TEMPO.CO , Jakarta: Menteri Ketenagakerjaan Hanif Dhakiri mengatakan kebijakan pengupahan dengan sistem formula baru merupakan salah satu bentuk kehadiran negara dalam meningkatan kesejahteraan buruh serta masyarakat yang belum bekerja. "Intinya negara hadir secara komprehensif, bukan hanya soal upah tapi juga kebijakan lain", kata Hanif dalam keterangan tertulis, Jumat 16 Oktober 2015.
Ada tiga bentuk kehadiran negara dalam masalah pengupahan dan peningkatan kesejahteraan buruh. Pertama, ujar Hanif, negara hadir dalam bentuk pemberian jaring pengaman melalui kebijakan upah minimum dengan sistem formula.
Kehadiran negara dalam hal ini memastikan pekerja tidak jatuh ke dalam upah murah. Menururt Hanif dengan kebijakan ini dipastikan upah buruh naik setiap tahun dengan besaran kenaikan yang terukur.
Kedua, pengurangan beban pengeluaran hidup melalui kebijakan-kebijakan sosial seperti pendidikan, jaminan sosial (BPJS Kesehatan dan BPJS Ketenagakerjaan). Perumahan buruh, transportasi buruh dan transportasi massal, hingga kredit usaha rakyat (KUR) yang bisa dimanfaatkan oleh buruh dan korban pemutusan hubungan kerja.

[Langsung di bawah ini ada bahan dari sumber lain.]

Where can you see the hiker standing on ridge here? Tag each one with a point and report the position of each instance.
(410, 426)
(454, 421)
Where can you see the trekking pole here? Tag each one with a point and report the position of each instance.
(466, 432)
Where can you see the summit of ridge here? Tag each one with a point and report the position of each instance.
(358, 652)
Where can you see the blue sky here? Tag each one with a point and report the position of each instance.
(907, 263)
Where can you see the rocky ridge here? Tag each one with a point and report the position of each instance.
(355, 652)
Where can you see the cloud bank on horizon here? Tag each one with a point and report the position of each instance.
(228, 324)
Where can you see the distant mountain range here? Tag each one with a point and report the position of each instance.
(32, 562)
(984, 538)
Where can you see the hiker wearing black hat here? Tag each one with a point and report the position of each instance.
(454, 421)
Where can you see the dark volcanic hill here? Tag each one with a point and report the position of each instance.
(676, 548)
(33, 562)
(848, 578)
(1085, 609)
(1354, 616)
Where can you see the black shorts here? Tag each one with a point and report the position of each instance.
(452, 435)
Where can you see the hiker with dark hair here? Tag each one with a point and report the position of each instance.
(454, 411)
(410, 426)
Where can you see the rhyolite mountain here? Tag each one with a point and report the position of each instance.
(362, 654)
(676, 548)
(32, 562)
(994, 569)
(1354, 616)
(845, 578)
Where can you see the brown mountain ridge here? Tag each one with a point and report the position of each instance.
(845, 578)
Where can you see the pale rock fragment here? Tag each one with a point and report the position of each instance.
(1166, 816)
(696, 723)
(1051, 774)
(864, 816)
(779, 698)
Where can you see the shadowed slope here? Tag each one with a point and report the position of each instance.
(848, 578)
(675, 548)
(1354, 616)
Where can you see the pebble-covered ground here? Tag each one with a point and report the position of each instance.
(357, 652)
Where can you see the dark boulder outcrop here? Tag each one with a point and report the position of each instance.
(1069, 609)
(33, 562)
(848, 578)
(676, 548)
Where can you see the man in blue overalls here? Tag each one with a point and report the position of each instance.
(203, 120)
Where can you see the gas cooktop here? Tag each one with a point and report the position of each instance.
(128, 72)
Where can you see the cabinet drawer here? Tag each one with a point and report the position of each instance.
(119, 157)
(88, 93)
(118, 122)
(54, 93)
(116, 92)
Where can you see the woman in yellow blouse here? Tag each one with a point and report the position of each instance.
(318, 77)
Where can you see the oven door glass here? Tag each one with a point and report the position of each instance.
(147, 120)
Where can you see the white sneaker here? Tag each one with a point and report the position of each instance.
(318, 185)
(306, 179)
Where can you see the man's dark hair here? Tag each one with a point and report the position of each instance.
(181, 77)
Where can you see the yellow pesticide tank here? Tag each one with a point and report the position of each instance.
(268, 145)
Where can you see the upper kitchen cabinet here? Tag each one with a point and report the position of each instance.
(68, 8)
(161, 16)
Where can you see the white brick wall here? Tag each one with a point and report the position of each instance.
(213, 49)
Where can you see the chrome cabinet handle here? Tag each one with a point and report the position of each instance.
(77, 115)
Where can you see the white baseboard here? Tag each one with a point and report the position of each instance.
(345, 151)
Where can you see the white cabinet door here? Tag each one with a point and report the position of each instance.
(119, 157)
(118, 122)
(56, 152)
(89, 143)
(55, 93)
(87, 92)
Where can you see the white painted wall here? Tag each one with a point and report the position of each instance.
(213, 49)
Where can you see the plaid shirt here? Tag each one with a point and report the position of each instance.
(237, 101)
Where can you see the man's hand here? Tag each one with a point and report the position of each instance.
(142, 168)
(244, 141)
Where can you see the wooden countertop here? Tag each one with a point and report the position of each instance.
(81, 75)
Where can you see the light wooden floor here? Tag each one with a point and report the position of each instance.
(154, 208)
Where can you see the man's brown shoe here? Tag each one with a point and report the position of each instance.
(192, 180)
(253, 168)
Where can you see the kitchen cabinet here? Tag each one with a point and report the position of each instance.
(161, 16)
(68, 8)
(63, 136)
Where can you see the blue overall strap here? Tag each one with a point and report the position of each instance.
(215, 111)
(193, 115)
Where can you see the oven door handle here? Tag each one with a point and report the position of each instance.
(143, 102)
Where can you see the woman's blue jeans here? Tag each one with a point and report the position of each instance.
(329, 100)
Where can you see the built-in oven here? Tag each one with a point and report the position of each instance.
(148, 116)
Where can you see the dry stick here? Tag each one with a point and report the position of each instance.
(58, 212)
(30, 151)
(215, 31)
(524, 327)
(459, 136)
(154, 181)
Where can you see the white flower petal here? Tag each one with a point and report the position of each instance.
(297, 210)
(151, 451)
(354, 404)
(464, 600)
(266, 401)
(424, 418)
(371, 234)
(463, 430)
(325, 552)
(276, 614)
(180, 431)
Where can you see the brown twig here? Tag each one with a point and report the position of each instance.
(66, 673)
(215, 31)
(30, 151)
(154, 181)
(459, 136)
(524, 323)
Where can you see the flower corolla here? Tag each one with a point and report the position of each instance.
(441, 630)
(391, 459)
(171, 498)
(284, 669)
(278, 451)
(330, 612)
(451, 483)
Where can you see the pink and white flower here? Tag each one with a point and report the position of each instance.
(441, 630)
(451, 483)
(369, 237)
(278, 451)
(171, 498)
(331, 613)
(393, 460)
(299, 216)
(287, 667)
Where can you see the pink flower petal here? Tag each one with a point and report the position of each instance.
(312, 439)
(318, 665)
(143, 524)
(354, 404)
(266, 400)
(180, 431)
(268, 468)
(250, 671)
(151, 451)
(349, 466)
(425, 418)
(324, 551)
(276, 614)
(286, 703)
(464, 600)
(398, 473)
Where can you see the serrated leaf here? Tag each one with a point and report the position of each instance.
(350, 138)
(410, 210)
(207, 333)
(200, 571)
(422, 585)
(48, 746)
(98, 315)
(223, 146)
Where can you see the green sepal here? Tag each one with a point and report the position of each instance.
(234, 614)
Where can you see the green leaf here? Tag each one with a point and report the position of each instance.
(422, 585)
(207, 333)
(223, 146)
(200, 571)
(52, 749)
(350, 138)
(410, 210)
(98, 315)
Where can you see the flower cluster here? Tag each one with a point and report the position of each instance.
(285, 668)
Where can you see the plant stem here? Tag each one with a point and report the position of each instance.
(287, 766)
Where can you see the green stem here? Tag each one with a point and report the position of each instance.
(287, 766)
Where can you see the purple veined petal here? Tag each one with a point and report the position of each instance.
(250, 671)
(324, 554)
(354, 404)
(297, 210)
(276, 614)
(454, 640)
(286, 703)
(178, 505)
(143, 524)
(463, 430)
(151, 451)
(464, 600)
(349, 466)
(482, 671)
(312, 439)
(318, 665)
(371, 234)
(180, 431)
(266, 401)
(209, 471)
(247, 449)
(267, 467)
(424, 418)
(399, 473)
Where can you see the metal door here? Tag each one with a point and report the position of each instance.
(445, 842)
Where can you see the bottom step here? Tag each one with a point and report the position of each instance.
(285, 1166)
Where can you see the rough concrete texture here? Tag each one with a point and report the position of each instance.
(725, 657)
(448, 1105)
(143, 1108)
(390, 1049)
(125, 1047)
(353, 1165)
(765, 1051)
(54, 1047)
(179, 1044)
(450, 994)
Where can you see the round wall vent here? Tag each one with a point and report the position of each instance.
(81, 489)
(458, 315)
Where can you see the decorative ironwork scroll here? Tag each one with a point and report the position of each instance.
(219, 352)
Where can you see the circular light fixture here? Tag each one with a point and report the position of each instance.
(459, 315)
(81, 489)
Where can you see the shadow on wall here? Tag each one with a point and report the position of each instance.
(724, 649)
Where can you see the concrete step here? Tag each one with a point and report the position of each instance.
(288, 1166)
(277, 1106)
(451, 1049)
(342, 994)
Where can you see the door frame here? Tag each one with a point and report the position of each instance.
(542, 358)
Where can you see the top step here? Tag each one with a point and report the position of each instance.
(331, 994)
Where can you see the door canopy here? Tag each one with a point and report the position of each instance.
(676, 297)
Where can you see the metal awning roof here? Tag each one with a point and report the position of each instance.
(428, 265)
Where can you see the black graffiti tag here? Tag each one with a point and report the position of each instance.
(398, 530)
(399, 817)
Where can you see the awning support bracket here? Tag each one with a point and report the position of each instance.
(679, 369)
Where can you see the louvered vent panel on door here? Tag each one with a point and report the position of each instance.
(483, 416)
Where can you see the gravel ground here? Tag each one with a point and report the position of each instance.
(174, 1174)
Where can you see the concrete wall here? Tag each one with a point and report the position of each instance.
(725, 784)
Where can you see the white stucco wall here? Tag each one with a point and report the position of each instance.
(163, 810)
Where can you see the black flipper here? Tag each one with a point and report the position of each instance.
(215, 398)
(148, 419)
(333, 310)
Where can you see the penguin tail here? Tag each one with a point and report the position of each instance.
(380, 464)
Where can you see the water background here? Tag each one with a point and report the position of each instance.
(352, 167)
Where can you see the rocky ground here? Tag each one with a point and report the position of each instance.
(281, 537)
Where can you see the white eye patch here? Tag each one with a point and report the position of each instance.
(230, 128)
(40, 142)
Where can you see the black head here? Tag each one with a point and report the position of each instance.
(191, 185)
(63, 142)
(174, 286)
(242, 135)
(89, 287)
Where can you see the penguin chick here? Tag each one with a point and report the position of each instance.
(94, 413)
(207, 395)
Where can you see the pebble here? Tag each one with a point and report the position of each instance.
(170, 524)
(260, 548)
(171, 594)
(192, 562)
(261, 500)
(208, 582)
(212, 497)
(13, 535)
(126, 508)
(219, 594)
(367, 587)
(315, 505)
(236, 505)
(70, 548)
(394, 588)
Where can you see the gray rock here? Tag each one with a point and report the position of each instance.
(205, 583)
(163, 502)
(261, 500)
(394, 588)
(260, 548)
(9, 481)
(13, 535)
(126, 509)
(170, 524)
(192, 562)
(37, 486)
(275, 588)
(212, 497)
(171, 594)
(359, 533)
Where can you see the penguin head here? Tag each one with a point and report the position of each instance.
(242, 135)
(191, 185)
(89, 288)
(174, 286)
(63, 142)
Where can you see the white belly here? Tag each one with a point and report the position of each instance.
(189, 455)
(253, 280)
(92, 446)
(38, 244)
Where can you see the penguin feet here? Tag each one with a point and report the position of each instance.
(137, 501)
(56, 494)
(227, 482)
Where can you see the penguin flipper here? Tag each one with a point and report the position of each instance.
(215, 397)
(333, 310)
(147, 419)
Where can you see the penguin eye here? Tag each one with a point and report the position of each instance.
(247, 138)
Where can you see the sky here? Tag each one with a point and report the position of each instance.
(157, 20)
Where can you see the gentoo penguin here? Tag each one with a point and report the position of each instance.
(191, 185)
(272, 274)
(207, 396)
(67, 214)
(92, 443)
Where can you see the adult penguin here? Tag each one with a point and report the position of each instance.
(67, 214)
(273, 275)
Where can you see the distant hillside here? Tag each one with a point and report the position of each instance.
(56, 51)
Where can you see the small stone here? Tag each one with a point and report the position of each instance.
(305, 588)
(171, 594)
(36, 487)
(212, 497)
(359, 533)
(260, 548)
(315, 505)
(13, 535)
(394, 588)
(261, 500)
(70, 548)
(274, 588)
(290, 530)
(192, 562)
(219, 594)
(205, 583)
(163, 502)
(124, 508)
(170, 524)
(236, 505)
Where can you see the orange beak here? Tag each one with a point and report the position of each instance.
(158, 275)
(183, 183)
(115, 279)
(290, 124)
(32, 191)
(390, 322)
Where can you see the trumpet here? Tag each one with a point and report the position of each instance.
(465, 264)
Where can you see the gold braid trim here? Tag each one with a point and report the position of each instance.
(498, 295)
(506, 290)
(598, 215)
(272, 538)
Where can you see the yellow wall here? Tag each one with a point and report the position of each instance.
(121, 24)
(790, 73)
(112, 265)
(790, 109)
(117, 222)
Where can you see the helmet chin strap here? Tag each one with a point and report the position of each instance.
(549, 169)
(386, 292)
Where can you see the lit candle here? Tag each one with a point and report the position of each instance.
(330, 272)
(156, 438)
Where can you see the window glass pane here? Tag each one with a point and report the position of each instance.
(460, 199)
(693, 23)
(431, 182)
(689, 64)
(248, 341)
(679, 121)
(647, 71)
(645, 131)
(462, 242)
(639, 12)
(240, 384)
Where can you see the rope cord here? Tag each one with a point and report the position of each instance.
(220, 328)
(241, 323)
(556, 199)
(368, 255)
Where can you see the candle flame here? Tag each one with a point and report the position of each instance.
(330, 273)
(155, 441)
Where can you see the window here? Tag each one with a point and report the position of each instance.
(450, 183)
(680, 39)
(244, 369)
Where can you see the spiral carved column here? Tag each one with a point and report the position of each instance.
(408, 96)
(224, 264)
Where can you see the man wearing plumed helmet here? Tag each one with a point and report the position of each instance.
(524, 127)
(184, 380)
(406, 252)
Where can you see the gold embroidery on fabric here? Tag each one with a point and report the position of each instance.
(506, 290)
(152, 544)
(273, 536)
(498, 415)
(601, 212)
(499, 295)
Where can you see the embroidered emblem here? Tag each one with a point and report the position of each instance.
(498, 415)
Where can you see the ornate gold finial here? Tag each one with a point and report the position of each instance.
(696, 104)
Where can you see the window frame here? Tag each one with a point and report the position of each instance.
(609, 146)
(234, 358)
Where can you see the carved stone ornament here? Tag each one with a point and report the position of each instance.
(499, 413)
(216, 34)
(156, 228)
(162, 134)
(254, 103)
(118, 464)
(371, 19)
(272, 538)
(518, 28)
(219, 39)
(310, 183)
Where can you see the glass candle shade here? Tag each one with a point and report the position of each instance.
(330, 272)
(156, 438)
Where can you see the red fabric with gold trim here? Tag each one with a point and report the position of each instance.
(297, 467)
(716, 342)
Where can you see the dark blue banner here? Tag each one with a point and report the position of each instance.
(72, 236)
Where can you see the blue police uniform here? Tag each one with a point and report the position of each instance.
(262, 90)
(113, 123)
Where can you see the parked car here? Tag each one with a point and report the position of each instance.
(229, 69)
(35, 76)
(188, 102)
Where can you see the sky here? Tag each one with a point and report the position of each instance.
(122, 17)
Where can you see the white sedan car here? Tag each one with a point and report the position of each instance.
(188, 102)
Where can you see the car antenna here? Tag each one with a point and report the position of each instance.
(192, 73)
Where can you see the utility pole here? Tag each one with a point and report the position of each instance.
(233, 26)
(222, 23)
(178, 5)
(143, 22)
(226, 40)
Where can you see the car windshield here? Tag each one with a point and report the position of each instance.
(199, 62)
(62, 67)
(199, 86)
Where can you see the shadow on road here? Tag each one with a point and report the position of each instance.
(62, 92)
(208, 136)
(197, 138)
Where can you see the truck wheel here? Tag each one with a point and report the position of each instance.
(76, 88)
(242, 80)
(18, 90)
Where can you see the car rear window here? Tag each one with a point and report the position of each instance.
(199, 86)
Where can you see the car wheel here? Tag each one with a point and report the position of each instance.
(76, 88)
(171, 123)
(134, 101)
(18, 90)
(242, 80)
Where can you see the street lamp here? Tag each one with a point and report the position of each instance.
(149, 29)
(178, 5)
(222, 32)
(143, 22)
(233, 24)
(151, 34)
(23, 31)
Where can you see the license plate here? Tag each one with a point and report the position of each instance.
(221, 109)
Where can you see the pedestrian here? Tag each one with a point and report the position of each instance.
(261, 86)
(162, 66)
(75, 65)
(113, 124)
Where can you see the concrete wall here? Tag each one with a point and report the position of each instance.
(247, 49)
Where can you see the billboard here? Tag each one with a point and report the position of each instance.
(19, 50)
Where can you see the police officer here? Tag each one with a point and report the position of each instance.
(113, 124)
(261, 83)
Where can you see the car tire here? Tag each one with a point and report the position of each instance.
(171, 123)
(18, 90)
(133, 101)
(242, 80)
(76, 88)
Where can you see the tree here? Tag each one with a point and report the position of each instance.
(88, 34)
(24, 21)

Kebijakan ini, jelas Hanif, memastikan perlindungan negara terhadap kebutuhan dasar buruh dan masyarakat pada umumnya. "Dengan kebijakan ini pengeluaran hidup buruh bisa ditekan. Penting dicatat bahwa kesejahteraan pekerja tidak tergantung semata pada besaran upah yg diterima, melainkan juga fasilitas sosial negara yang membantu mengurangi pengeluaran hidup mereka," ujarnya.
Ketiga, pembinaan dan pengawasan terhadap berlangsungnya dialog sosial bipartit antara pengusaha dan buruh di perusahaan. Dialog sosial bipartit, merupakan kunci utama kesejahteraan buruh. Termasuk terkait dengan penerapan struktur dan skala upah di mana upah diperhitungkan dengan mempertimbangkan masa kerja, jabatan atau golongan, pendidikan, kompetensi, dan prestasi atau produktivitas.
Dalam konteks ini, pekerja bertanggung jawab meningkatkan kapasitas individual maupun kelembagaan serikat pekerja arau serikat buruh dalam perundingan bipartit. "Demikian pula, pengusaha bertanggung jawab untuk membuka ruang dialog (termasuk tidak melakukan union busting) agar forum bipartit berjalan intensif dan optimal," ujar Hanif.